Following the sale of its oil and gas business earlier this year, ALQ has opted to return capital to shareholders via a buyback, which was somewhat of a surprise to investors. The common view was that this capital may have been retained for further bolt on acquisitions in its life sciences business. While the decision may show a level of discipline by the company given stretched valuations in the sector, in the short term it does remove a potential source of earnings growth.
ALS does screen as expensive and is now trading on a forward P/E of 22X (a factor which will also limit the EPS accretion from its buyback). A continuation of the trends in its commodities testing division should result in a commensurate improvement in earnings given the operational leverage in the business allowing the stock to grow into this valuation, although the risk from here is a disruption in the current cycle.
ALS’s confidence in the outlook in resources- related markets was mirrored by contractor Monadelphous (MND) at its AGM, as it noted that it now expected to deliver sales revenue growth of greater than 30% in the first half. This rate of growth is expected to moderate into the second half and the medium term challenge is likely to be through its large exposure to energy markets. MND has significantly participated in the LNG construction boom in Australia (oil and gas accounted for over half of revenues in FY17), and there is little prospect for much activity in the next few years given the well supplied nature of global LNG markets, lower oil prices making few prospective projects economical and the poor capital position of the key players in the domestic market.
NAB spin-off CYBG’s (formerly Clydesdale) result was viewed favourably by the market, with the company making good progress on its cost out strategy. While this remains the focus of the business and was the key driver of a 33% lift in earnings, asset growth was also fairly solid, with 8% growth in mortgages and 6% in SME lending. Similarly to the experience in Australia, bad debts have been well contained, with an impairment charge at 14bp for the year.

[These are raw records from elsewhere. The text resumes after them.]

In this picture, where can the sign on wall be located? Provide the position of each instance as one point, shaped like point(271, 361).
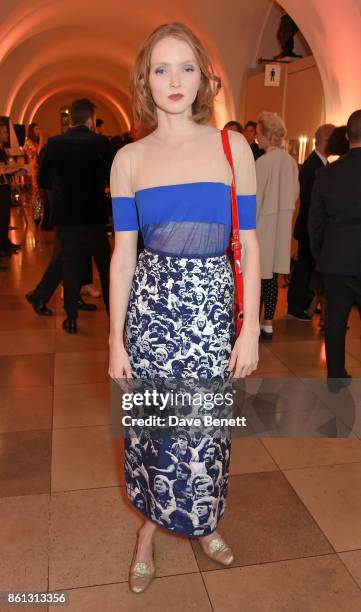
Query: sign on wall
point(272, 75)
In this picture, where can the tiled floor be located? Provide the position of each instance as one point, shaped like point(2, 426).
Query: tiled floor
point(294, 505)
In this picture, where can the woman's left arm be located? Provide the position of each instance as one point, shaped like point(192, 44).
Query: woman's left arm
point(244, 356)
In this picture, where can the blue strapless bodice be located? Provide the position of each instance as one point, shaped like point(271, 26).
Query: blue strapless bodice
point(189, 219)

CYBG is well on the way to achieving its FY19 cost out targets, with its cost to income ratio falling from a high 75% at its IPO two years ago to a level of 67% for FY17. Its run rate is better than this, with £90m delivered to date, while importantly, it is reinvesting part of these savings back into the business into areas such as digitalisation.
CYBG Cost Savings
The result also marked the maiden dividend for CYBG as a separately listed company, even if the size fell short of forecasts. Nonetheless, increased capital returns may soon become a central part of the investment thesis if the bank is successful in its bid to achieve ‘internal ratings-based accreditation’, which would effectively mean that it would reduce the amount of capital that it holds against its loans (a reversal of the stricter capital requirements recently imposed on Australia’s major banks).
This would likely accelerate the rate of improvement in return on equity (CYBG has a double-digit forecast by FY19 and is halfway to achieving this from the measure at is IPO of 5.1%) and result in additional returns to shareholders. CYBG estimates that £5bn would be freed up through changes to risk weights to its mortgage book. This is a FY19 story, with the currently expected transition timeline October 2018 for its mortgage portfolio and October 2019 across the rest of its book.
While the stock is not without its risks, such as those raised from Brexit and a possible increase in legacy conduct charges arising from the mis-selling of insurance products, the potential for an attractive level of earnings growth in the medium term is in contrast to the more benign outlook for Australia’s domestic banks. With a solid capital position and trading at a discount to book value, the stock is a holding in Escala’s Investor Mutual SMA portfolios. We have also held it in our direct equity guided portfolio.